Two years later though, the Labour Party had definitively changed its side in the tram debate, and chose an alliance with the Conservatives, creating a Labour-Conservative alliance with Anne-Kath. Parow (Labour) as mayor and Axel Bush as vice-mayor. In 1982, the future of the tram line was again taken up in the city council, and this time the Socialist Left Party (SV) chose to support closure of the tram lines. The first time the decision was taken in the council, SV chose to support the closure, preventing two of its members from voting against. But then the tram's future was the subject of a second vote, and the two disagreeing members of SV chose to vote against the closure of the tram line, and thus the city council voted to keep the trams, with 44 vs. 41 votes. The city council decided at the same time to build a new depot at Munkvoll and purchase 11 new trams, at a cost of NOK 100 million. The opposition claimed that it would be cheaper to operate the line with diesel buses. But the compromise also meant that the least robust part of the tramway was to be discontinued, thus the only line to survive was Lian-Lade. The line to Elgeseter was closed in 1983.

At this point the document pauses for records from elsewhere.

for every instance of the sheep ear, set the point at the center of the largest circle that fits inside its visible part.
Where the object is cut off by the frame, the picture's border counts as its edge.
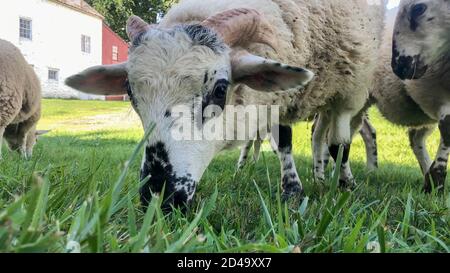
(101, 80)
(267, 75)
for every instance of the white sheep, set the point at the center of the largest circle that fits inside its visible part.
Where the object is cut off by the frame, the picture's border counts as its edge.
(182, 59)
(417, 49)
(20, 100)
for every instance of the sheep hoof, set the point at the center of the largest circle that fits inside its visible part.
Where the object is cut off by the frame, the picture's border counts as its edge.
(435, 178)
(291, 191)
(349, 184)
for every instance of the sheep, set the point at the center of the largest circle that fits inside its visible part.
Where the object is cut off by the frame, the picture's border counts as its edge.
(341, 96)
(414, 81)
(222, 53)
(20, 100)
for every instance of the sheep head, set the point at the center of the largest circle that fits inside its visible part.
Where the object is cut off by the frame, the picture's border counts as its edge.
(189, 67)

But by 1987, the tramway's existence was threatened again, despite a new party, Bylista, having been established to fight for the existence of the tram. Before the 1987 election, the city council chose to close down the entire tramway network in the city in 1988. The entire network was removed in the city core and to Elgeseter and Lademoen. The tram lines to Lian and Lade (which were not in the streets) were not removed. In 1989 there was another mayoral election for the city council, and Bylista chose not to support the present mayor Per Berge (Labour) and instead chose to support the Conservative candidate Marvin Wiseth, who was willing to allow a private company to operate the trams.

After the political deal securing the tramway's operation, a new company, AS Gråkallbanen, was established to operate the tram line from St. Olav's Gate to Lian. The company was owned by 1400 local idealists who wanted the tram to survive. AS Gråkallbanen only operated the one line. In 2005 the company was bought by Veolia Transport Norge.

==Future expansion==

Advocates of the trams have suggested expanding the tramway from its present terminus at St. Olav's Gate through the city core to Trondheim Central Station or Nedre Elvehavn onwards to Brattøra and Trondheim Port. This has been supported by the city council, but no definite decision has been made. Estimates of costs lay between , with completion in 2009 at the same time as Nordre Avlastningsvei.

A plan to extend the network by building a line from Munkvoll to the new Byåsen Upper Secondary School was dropped in 2004 after heated political debate.

==Rolling stock==
The tramway uses 7 TT Class 8 trams, out of the 11 that were originally delivered. Out of the 7, 6 are in active service (Units 93, 94, 95, 96, 97, and 99) and 1 is a reserve unit (no. 90).